Who are the lost souls seeking adventure, you may ask, that would be Wes (Tommy Dewey) and Luke (Francois Arnaud), two thirty-something college buddies traveling to Portland to face “the one that got away.” Wes is a spirited banker growing increasingly weary of suburbia life. On the surface, Wes has it all: a steady and mild corporate job, and a gorgeous wife named Sarah (Minka Kelly), who happens to be his high school sweetheart. Underneath, however, Wes is worried that he lost his mojo. One night, an intoxicated Wes calls up his best friend, Luke, expressing his innocuous jealousy of Luke’s exciting career as a music video editor in Los Angeles, and wondering why he hasn’t been answering his calls.

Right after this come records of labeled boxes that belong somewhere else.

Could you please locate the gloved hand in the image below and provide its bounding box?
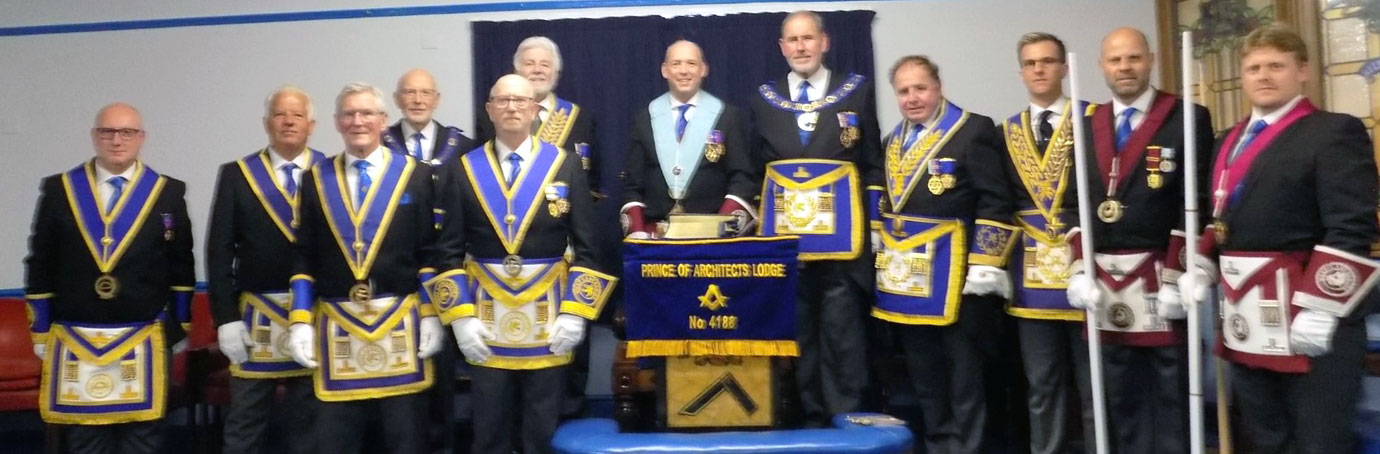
[417,317,446,359]
[963,265,1012,299]
[551,313,585,355]
[215,320,254,364]
[1068,272,1103,310]
[450,317,498,364]
[287,323,316,368]
[1289,309,1337,356]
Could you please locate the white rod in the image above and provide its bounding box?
[1179,32,1203,454]
[1068,52,1107,454]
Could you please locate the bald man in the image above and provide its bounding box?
[433,75,615,454]
[620,40,760,237]
[25,103,196,453]
[1068,28,1213,453]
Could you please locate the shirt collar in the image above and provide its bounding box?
[1246,95,1303,124]
[400,120,436,141]
[668,91,700,110]
[1112,87,1155,117]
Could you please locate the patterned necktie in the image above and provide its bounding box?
[508,152,522,183]
[105,177,128,214]
[282,163,297,197]
[355,159,374,208]
[1116,108,1139,152]
[1227,120,1270,164]
[676,103,690,142]
[795,80,818,145]
[1035,110,1054,155]
[413,132,422,160]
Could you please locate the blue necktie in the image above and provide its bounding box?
[1227,120,1270,164]
[355,159,374,208]
[413,132,422,160]
[283,163,297,197]
[508,152,522,186]
[795,80,818,145]
[105,177,126,214]
[901,124,925,152]
[1116,108,1136,152]
[676,103,690,142]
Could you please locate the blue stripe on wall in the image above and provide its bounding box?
[0,0,872,36]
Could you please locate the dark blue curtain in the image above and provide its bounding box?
[472,11,876,307]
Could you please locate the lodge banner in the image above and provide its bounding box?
[624,236,799,357]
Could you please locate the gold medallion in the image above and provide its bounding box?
[95,275,120,299]
[349,282,374,304]
[1097,199,1122,224]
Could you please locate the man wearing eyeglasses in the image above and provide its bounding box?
[432,75,617,454]
[621,40,760,239]
[25,103,196,453]
[287,83,462,453]
[206,86,326,453]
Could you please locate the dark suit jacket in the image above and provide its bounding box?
[622,100,762,222]
[206,150,327,326]
[749,72,883,186]
[25,160,196,322]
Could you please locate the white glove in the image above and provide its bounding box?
[1068,272,1103,310]
[1289,309,1337,356]
[215,320,254,364]
[551,313,585,355]
[417,317,446,359]
[1161,266,1213,308]
[450,317,498,364]
[287,323,316,368]
[963,265,1012,299]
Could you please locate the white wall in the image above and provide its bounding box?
[0,0,1155,288]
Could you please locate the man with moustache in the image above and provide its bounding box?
[206,86,326,453]
[1068,28,1213,454]
[1002,32,1094,454]
[287,83,462,453]
[621,40,760,239]
[751,11,882,426]
[1179,23,1380,453]
[25,102,196,453]
[872,55,1017,453]
[432,75,617,454]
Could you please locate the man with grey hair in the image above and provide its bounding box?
[287,83,462,453]
[751,11,883,426]
[206,86,326,453]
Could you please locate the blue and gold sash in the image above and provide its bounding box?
[230,291,312,378]
[39,322,167,425]
[759,159,864,261]
[647,91,723,200]
[758,75,867,113]
[461,141,566,254]
[312,153,417,280]
[886,101,969,213]
[239,149,326,241]
[62,160,166,273]
[535,98,580,146]
[872,213,967,326]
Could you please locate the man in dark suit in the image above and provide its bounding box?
[206,86,326,453]
[433,75,615,454]
[751,11,882,425]
[25,103,196,453]
[287,83,460,453]
[1068,28,1213,454]
[1179,23,1380,453]
[621,40,760,237]
[869,55,1017,453]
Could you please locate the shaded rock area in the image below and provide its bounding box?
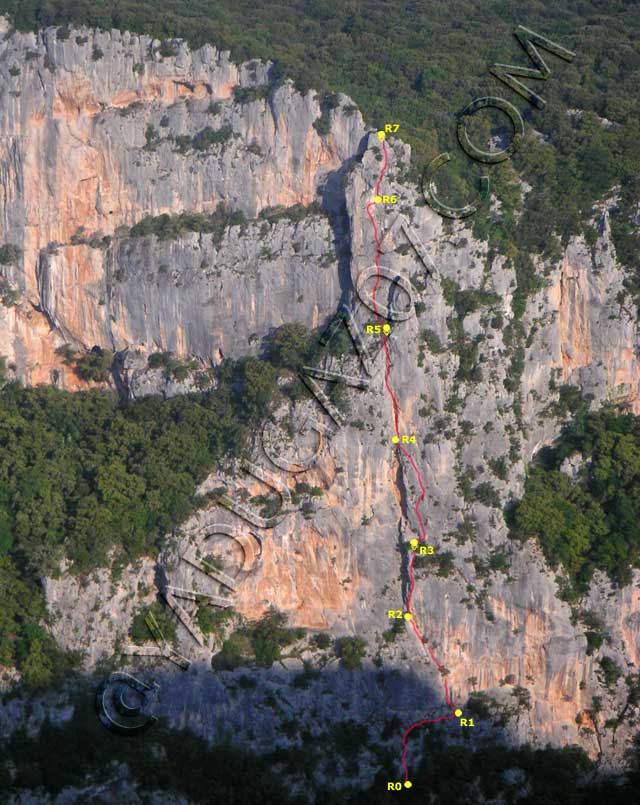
[0,18,640,796]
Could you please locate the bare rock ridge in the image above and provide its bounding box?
[0,23,364,388]
[0,18,640,777]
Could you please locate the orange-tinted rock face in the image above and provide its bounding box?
[0,30,362,387]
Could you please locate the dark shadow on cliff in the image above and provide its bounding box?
[0,659,633,805]
[318,134,369,307]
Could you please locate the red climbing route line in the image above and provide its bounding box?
[367,139,456,782]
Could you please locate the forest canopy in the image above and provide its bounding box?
[511,408,640,593]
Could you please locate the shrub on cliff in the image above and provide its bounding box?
[0,243,22,265]
[337,637,367,671]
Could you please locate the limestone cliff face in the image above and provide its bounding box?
[0,18,363,388]
[0,23,640,784]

Wes and Sarah attend their high school reunion, hoping to reconnect with old pals, and that’s where they run into Maggie (Nicole LaLiberte), a former classmate who asks about Luke. Wes was expecting to see Luke at the reunion since he bought him a plane ticket, but Luke doesn’t show. Back in L.A., a dejected and isolated Luke is struggling to find gigs as a music video editor, to the point that he’s contemplating whether or not to return to Richmond, Virginia, to work for his dad’s waste management company. In a spur-of-the-moment, Wes arrives at Luke’s front door, telling him that Maggie was asking about him at the high school reunion, so they should drive to Portland to win her back.
"…both characters are nearing the age of 40, so feelings of regret are beginning to emerge."
Great movie! We saw it at the Boston Film Festival. Excellent introspective into a few adult struggles. Great cinematography and dialogue!